YLENIA ROCCO
Cronaca

Prete interdetto a Casalgrande Alto (Reggio Emilia), i fedeli: “Accolti tutti tranne noi”

Una lunga lettera delle famiglie in difesa di don Crescimanno, interdetto. Alla diocesi scrivono: "Vogliamo solo fare messa come 50 anni fa"

La comunità religiosa nata a Casalgrande Alto e guidata dal sacerdote modenese Claudio Crescimanno, riporta in una lunga lettera

La comunità religiosa nata a Casalgrande Alto e guidata dal sacerdote modenese Claudio Crescimanno, riporta in una lunga lettera

Casalgrande Alto (Reggio Emilia), 6 settembre 2024 – “Perché hanno il via libera i preti che dicono la messa sulle spiagge o sulle navi delle ong, mentre sono colpiti i preti che dicono la messa in latino sotto una tettoia in una proprietà privata?". È solo una delle tante domande che la Cittadella della Divina Misericordia, la comunità religiosa nata a Casalgrande Alto e guidata dal sacerdote modenese Claudio Crescimanno, riporta in una lunga lettera. Decine di righe scritte, nero su bianco, dopo che don Crescimanno venerdì scorso ha ricevuto la sentenza di interdizione dal tribunale ecclesiastico, che gli impone il divieto di celebrare e ricevere sacramenti.

"E di nuovo si parla di preti" scrivono, facendo notare come in questi anni marcati dai diversi interventi dell’autorità ecclesiastica "che riguardano sempre solo i preti" nessuno si sia interessato di una "comunità che è composta per il novantanove per cento di famiglie, cioè di laici". E proprio loro, i laici, con questo messaggio, provano a mettere qualche puntino sulle ’i’. Con il grande rispetto che precisano di avere per l’autorità, riconoscendo una sola chiesa di Cristo, quella Cattolica, spiegano il motivo che li avvicina alla Cittadella: "Lì troviamo quello che non troviamo altrove. Noi siamo affezionati ai sacerdoti della nostra comunità. Ma pare che nessuno si preoccupi di questo".

E chiedono se il loro bisogno spirituale, come essere umani e come cristiani, non conti niente: "Non suscita alcuna domanda in chi di dovere?". "Tutto è deciso passando sulle nostre teste, in modo autoritario e dirigistico" scrivono, riferendosi a ciò che avviene nelle parrocchie, dove "i preti vanno e vengo, nominati e trasferiti, senza che la gente possa dire niente. Anzi, con tono paternalistico ci viene sempre detto che l’autorità ‘prende le decisioni per il nostro bene’ come se fossimo bambini".
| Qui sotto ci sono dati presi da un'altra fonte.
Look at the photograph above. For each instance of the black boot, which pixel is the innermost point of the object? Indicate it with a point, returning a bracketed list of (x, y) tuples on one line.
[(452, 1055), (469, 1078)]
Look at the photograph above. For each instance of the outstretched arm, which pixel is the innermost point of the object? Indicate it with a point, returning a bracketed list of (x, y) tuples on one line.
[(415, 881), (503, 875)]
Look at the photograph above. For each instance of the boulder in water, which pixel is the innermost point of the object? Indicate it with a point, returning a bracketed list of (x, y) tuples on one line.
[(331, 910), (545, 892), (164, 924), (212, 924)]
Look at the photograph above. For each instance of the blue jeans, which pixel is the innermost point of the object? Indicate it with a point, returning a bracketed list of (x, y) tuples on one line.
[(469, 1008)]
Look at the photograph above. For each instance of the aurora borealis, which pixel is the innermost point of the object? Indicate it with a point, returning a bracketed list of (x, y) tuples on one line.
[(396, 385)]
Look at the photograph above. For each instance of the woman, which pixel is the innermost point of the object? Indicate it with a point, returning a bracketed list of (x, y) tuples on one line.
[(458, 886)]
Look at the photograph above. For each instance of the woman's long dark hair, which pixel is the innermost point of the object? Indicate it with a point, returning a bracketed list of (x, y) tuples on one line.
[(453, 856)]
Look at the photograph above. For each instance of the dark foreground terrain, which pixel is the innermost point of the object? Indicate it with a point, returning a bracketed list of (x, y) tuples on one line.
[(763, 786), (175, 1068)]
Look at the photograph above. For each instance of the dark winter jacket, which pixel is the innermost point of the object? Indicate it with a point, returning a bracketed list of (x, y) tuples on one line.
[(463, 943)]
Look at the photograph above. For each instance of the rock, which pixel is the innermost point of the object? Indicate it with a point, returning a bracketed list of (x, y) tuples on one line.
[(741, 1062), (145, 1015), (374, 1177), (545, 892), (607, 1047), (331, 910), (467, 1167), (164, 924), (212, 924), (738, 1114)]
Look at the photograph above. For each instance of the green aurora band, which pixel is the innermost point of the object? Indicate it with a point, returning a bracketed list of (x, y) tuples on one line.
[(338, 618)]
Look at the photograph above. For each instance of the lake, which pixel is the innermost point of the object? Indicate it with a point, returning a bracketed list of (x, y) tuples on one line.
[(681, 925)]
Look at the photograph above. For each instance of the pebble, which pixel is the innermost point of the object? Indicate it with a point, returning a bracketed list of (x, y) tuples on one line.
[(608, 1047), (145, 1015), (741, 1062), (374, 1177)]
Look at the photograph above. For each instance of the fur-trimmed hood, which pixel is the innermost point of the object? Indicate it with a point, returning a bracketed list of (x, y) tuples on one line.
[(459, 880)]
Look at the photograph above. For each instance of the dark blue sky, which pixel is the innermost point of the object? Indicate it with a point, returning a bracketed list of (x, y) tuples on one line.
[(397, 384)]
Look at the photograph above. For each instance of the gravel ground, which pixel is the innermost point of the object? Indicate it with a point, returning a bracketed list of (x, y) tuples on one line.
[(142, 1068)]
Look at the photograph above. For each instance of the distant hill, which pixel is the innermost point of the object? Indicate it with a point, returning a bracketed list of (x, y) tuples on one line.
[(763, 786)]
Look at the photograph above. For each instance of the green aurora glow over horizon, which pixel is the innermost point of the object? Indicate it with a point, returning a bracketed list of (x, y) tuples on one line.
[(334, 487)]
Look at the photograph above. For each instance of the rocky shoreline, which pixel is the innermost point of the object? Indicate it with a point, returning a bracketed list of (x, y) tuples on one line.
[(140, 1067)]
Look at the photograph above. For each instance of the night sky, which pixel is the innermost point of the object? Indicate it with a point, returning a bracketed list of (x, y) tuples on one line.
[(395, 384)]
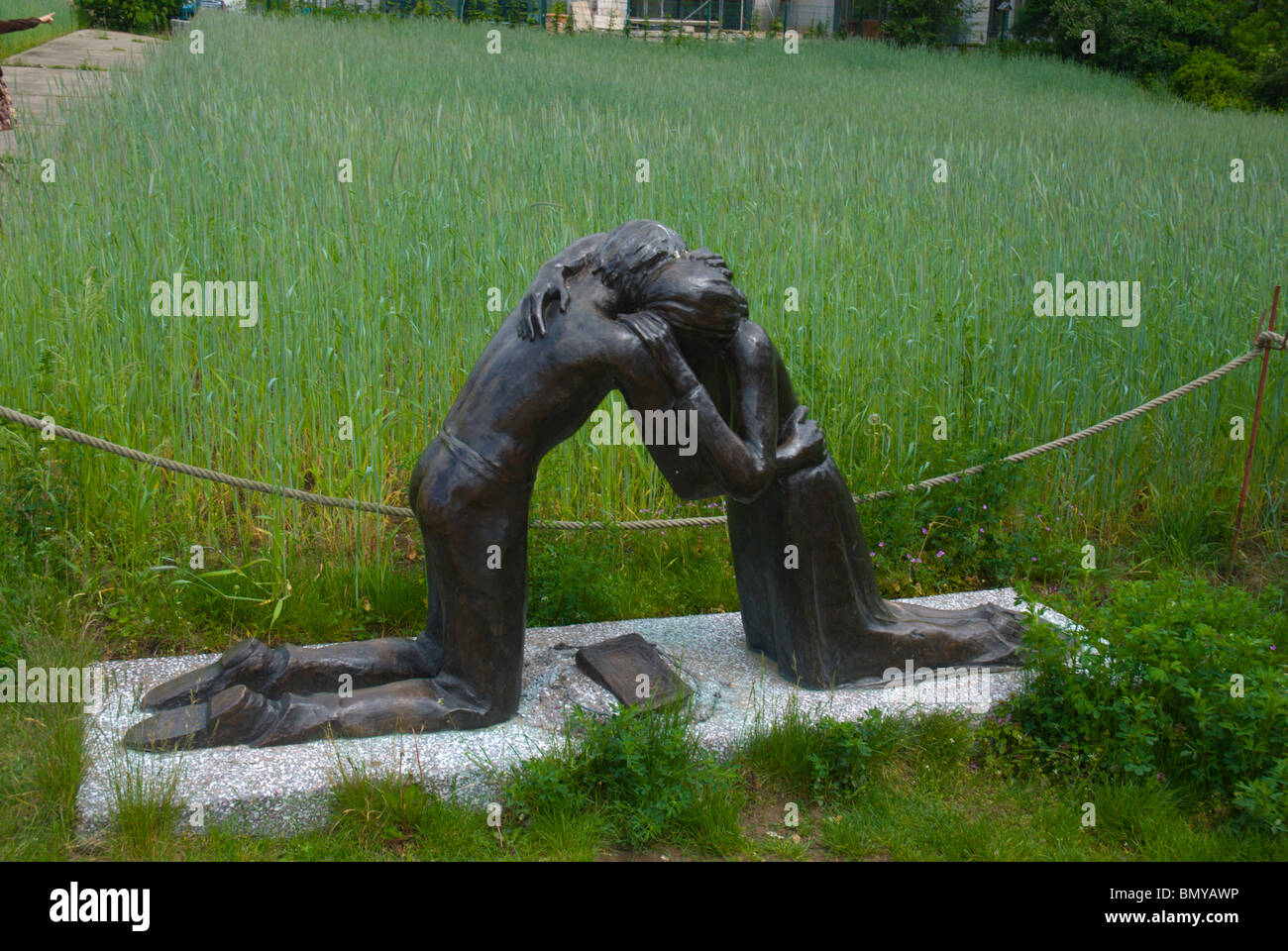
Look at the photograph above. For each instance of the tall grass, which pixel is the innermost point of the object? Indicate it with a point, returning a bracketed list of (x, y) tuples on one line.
[(809, 171)]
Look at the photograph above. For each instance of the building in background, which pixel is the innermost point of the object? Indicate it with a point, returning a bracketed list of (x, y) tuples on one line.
[(984, 18)]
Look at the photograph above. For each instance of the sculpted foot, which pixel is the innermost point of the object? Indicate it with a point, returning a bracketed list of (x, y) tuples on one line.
[(249, 663), (987, 634), (235, 715)]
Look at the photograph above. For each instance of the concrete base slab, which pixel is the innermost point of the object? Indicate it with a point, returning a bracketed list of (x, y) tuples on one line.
[(286, 789)]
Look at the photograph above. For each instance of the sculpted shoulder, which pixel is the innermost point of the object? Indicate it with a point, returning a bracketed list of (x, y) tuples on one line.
[(752, 347)]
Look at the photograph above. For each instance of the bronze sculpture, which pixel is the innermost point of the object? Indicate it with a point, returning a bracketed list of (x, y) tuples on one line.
[(638, 312)]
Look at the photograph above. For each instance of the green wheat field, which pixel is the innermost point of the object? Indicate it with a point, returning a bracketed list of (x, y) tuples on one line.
[(809, 171)]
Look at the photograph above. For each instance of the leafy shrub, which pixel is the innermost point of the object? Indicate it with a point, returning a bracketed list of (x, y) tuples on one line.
[(824, 757), (1188, 687), (967, 531), (643, 771), (922, 22), (146, 16), (1214, 53), (1211, 79)]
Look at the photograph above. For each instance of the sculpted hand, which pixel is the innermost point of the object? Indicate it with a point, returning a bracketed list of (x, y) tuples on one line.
[(539, 303), (804, 445), (660, 339)]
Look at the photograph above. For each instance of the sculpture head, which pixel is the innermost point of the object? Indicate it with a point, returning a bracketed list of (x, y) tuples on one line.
[(697, 298), (630, 254)]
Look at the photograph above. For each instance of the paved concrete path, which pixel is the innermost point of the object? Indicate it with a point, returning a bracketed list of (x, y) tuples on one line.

E si rivolgono alla Diocesi di Reggio Emilia e Guastalla, domandando il vero motivo di un "tormento" inizianto tre anni fa: "Com’è possibile che con tutte le questioni importanti e difficili di cui sicuramente deve occuparsi una diocesi, da tre anni si abbia tempo ed energie da dedicare a combattere una realtà così marginale ed ininfluente come la nostra? Perché è necessario dare il tormento ad una comunità di decine di famiglie, per lo più giovani, con tanti bambini e ragazzi, che desiderano semplicemente stare insieme da esseri umani e da cristiani?"

Si interrogano puntando il dito contro una Chiesa che "esalta la varietà delle idee e delle esperienze" ma che "malvede le comunità , come la nostra, che vogliono restare fedeli al catechismo dei nostri nonni". E ancora:

"Perché nella Chiesa dove c’è posto per la meditazione orientale e lo yoga, dove si fanno incontri spirituali con i bonzi e gli sciamani, si vuole mettere fuori legge una comunità che vuole pregare nelle forme in cui è stato sempre fatto? ".

Se la risposta a queste domande "è che ciò che è stato sempre fatto non si può più fare", allora per la Comunità della Diniva Misericordia significa che "la Chiesa cattolica, con il Vaticano II, non è solo cambiata, ma che ha rinnegato il suo passato; significa che tutto ciò che fino a 50 anni fa era raccomandato ed elogiato, oggi è condannato".

"In una Chiesa in cui, come dice il Papa, – concludono – c’è posto per tutti, ci può e ci deve essere posto anche per noi!".